Correspondance de Voltaire/1764/Lettre 5855

Correspondance : année 1764GarnierŒuvres complètes de Voltaire, tome 43 (p. 409-410).

5855. — À M.  PIERRE ROUSSEAU[1].
25 décembre.

Quelque mépris qu’on ait pour la calomnie, il est quelquefois nécessaire de la réfuter.
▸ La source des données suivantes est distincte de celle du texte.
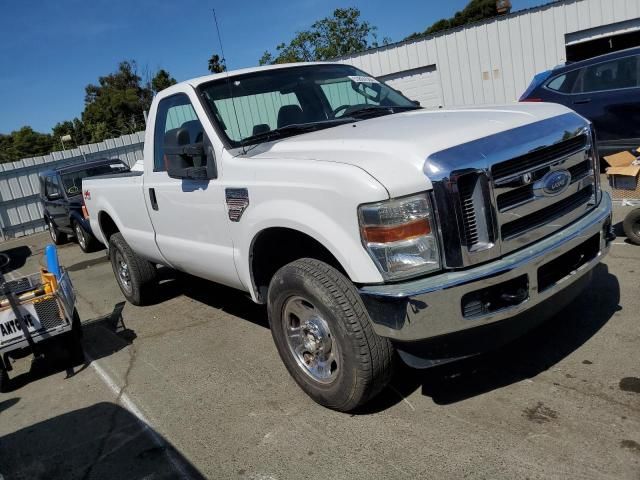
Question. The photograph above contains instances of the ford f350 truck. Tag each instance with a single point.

Un libraire d’Amsterdam a cru qu’il était de son intérêt d’imprimer sous mon nom des bêtises hardies[2]. Il a débité une brochure intitulée Ouvrage posthume de M. de M. Y ; le Testament de Jean Meslier, autre brochure, etc. ; et il a donné à ce petit recueil le titre de Collection complète des ouvrages de M. de V. Comment un si petit livre peut-il être intitulé Collection complète, et comment une œuvre posthume de M. Y, et un testament d’un homme mort il y a trente ans, peuvent-ils être de moi ? Je ferai encore une autre question : Comment ne punit-on pas un tel délit, qui est celui d’un calomniateur et d’un faussaire ? Un autre libraire s’est avisé d’imprimer l’Arètin[3] sous mon nom. Un autre donne mes prétendues Lettres secrètes ; mais, mon ami, si elles sont secrètes, elles ne doivent donc pas être publiques. Il ne se passe guère de mois où l’on ne m’attribue quelques ouvrages dans ce goût.
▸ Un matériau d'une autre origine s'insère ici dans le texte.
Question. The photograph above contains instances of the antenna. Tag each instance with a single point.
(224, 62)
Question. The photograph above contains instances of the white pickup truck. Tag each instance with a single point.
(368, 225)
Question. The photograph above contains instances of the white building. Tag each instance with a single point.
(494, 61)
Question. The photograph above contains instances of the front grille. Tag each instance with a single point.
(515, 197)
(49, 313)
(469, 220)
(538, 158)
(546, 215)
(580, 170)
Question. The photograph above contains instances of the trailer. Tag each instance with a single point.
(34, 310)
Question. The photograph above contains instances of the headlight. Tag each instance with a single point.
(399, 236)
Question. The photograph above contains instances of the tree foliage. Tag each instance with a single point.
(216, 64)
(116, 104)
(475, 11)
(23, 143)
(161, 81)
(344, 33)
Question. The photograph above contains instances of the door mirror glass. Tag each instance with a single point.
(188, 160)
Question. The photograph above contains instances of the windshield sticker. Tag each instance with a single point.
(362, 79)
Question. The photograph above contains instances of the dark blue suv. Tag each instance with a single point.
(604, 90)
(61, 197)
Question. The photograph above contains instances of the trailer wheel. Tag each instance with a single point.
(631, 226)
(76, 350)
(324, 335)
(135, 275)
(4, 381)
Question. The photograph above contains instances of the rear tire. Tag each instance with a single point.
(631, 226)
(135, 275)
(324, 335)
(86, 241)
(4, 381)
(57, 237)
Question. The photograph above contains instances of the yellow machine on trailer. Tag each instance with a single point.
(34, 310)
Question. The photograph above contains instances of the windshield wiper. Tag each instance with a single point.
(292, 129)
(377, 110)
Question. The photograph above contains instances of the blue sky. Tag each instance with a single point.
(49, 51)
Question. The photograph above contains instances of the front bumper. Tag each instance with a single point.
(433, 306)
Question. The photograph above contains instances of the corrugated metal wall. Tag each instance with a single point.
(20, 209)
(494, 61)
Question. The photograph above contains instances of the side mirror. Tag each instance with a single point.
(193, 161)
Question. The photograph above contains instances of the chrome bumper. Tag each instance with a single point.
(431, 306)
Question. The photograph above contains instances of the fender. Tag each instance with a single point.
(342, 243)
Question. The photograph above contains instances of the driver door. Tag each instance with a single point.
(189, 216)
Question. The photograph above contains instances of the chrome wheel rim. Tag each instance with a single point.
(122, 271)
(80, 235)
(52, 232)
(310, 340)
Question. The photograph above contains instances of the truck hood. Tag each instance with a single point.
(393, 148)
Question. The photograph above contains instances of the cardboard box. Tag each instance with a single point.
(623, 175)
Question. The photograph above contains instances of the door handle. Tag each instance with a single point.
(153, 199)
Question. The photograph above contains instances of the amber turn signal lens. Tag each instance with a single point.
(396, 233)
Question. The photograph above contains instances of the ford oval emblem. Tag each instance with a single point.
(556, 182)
Je ne les lis point, et c’est ce qui me console d’avoir presque entièrement perdu la vue ; mais je ne me consolerais pas de ces impertinentes imputations si je ne savais que les honnêtes gens voient avec indignation cet abus de la presse, et que les hommes en place ne jugent pas sur des brochures de Hollande et sur des gazettes. Il faut pardonner cet abus de l’imprimerie en faveur du bien qu’elle a fait aux hommes.

  1. Cette lettre a été imprimée dans le Journal encyclopédique, 1765, janvier, II, 145-146 ; et dans le Mercure, 1765, janvier, II, 125-126.
  2. Voyez la note 3, page 384.
  3. L’Arétin parut pour la première fois en 1763, in-12. Il a été réimprimé plusieurs fois sous le titre de l’Arétin moderne. Je n’ai point vu l’édition avec le nom de Voltaire. L’auteur est l’abbé Dulaurens, auteur du Compère Matthieu, etc. ; né en 1719, mort en 1797.